Another technology Muglia spoke briefly about at TechEd is Tahoe, Microsoft's code name for server-side services related to document management and data-mining technology, some of which might be rolled into a future release of SQL Server. According to Muglia, Tahoe will search an organization's data stores and return best-bet results based on information tagged with Extensible Markup Language (XML). Microsoft also officially launched its OLE DB for Data Mining extensions in a TechEd forum.

Tahoe's kind of data mining isn't just fancy querying—it's high-end stuff that involves a lot of statistics, predictive (classification) and dependency (density estimation) modeling, algorithms for clustering (segmentation) and deviation detection, and fairly compute-intensive summarization and visualization. And if that complexity isn't enough, preparing data for the algorithms is often harder than doing the data mining itself. No wonder end-user data-mining tools have garnered lackluster response. Even Microsoft avoids suggesting that OLE DB for Data Mining can magically bring data mining to the masses.

In fact, Microsoft's Data Mining and Exploration (DMX) group has been instrumental in developing the OLE DB for Data Mining specification. Microsoft isn't creating a proprietary specification. It is simply rallying the troops to create a de facto industry standard by duplicating its successful OLE DB for OLAP specification process. Microsoft is inviting selected independent software vendors (ISVs) to help formulate a draft specification, give public feedback, and ship a software development kit (SDK) before the official rollout.
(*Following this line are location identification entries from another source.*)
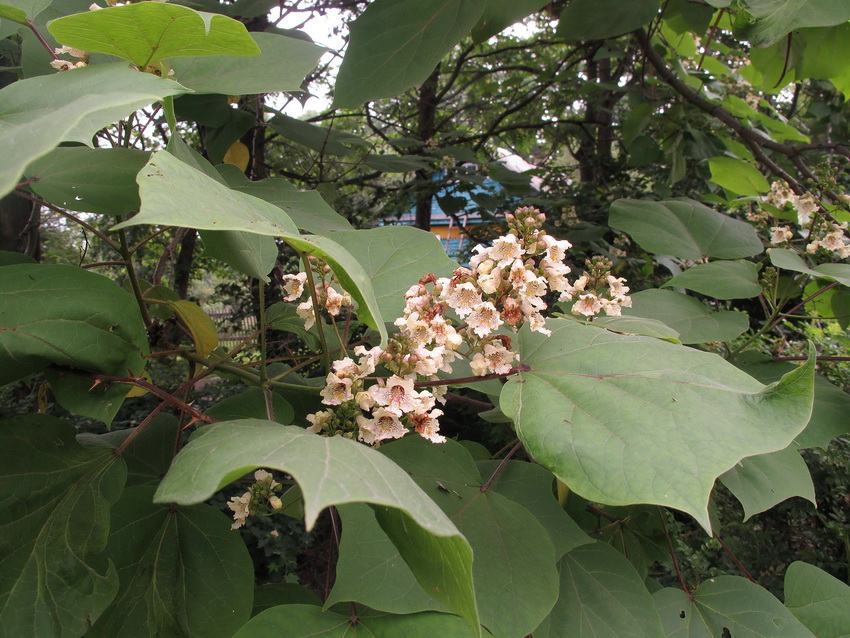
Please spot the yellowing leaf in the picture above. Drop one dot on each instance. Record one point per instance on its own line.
(238, 155)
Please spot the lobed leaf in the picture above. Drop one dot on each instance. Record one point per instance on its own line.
(182, 571)
(54, 525)
(626, 420)
(818, 600)
(39, 113)
(383, 61)
(147, 32)
(726, 606)
(684, 228)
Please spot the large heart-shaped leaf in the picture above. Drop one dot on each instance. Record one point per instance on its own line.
(684, 228)
(176, 194)
(514, 567)
(370, 569)
(281, 66)
(395, 257)
(726, 606)
(395, 45)
(307, 620)
(331, 471)
(54, 524)
(818, 600)
(625, 420)
(600, 19)
(182, 572)
(760, 482)
(66, 316)
(689, 317)
(92, 180)
(720, 279)
(601, 596)
(147, 32)
(775, 18)
(789, 260)
(39, 113)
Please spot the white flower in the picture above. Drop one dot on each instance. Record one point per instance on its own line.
(485, 319)
(505, 250)
(398, 395)
(383, 425)
(499, 358)
(239, 505)
(463, 298)
(478, 365)
(305, 311)
(318, 420)
(588, 305)
(780, 234)
(337, 390)
(427, 425)
(294, 286)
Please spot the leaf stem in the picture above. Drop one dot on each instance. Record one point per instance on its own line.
(676, 566)
(134, 280)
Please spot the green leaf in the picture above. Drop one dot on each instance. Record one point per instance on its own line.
(330, 471)
(91, 180)
(252, 255)
(532, 486)
(601, 596)
(54, 524)
(775, 18)
(306, 208)
(182, 571)
(599, 19)
(307, 620)
(66, 316)
(39, 113)
(397, 163)
(726, 606)
(21, 11)
(638, 326)
(720, 279)
(514, 568)
(789, 260)
(281, 66)
(318, 138)
(395, 258)
(760, 482)
(500, 14)
(149, 453)
(147, 32)
(174, 193)
(684, 228)
(251, 404)
(395, 45)
(818, 600)
(742, 178)
(831, 405)
(624, 420)
(694, 322)
(370, 570)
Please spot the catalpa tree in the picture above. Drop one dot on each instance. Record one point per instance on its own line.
(631, 396)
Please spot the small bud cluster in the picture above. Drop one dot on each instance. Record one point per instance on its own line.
(505, 285)
(260, 499)
(67, 65)
(327, 295)
(828, 237)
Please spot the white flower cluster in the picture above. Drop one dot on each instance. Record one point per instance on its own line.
(821, 236)
(252, 501)
(328, 297)
(505, 285)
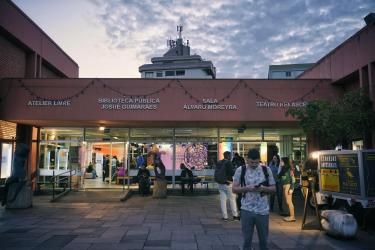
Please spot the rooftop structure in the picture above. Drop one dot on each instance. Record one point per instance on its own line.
(287, 71)
(178, 63)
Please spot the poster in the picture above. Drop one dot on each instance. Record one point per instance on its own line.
(329, 173)
(193, 155)
(349, 173)
(340, 173)
(369, 173)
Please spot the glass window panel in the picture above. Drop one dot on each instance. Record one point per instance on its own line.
(151, 135)
(59, 156)
(6, 159)
(196, 134)
(61, 134)
(240, 134)
(108, 134)
(277, 134)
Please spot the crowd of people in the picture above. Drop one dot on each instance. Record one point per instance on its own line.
(252, 188)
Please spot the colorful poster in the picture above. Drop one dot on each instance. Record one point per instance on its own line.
(193, 155)
(369, 173)
(329, 173)
(349, 173)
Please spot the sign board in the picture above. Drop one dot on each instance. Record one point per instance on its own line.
(340, 173)
(369, 172)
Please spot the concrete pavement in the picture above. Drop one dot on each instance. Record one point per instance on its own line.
(178, 222)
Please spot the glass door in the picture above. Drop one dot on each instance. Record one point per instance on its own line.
(104, 162)
(6, 160)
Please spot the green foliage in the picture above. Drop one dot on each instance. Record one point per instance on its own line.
(339, 122)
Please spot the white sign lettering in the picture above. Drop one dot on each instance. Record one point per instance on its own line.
(210, 104)
(271, 104)
(127, 103)
(49, 103)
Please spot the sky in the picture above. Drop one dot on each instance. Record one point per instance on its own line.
(112, 38)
Although the specification and SDK should be available soon at http://www.microsoft.com/data, I recommend that you read about data mining at http://research.microsoft.com/dmx/. Microsoft's DMX team focuses on scaling data mining, reduction, and analysis algorithms for use on large data sets. The team's emphasis areas include classification, clustering, sequential data modeling, frequent-event detection, and fast data-reduction techniques. The team collaborates with Microsoft's database group on implications and requirements that data mining imposes on the database engine. Given Microsoft's 1.5-year timeline for taking OLE DB for OLAP from spec to ship, I think data mining is still leading-edge technology for Microsoft.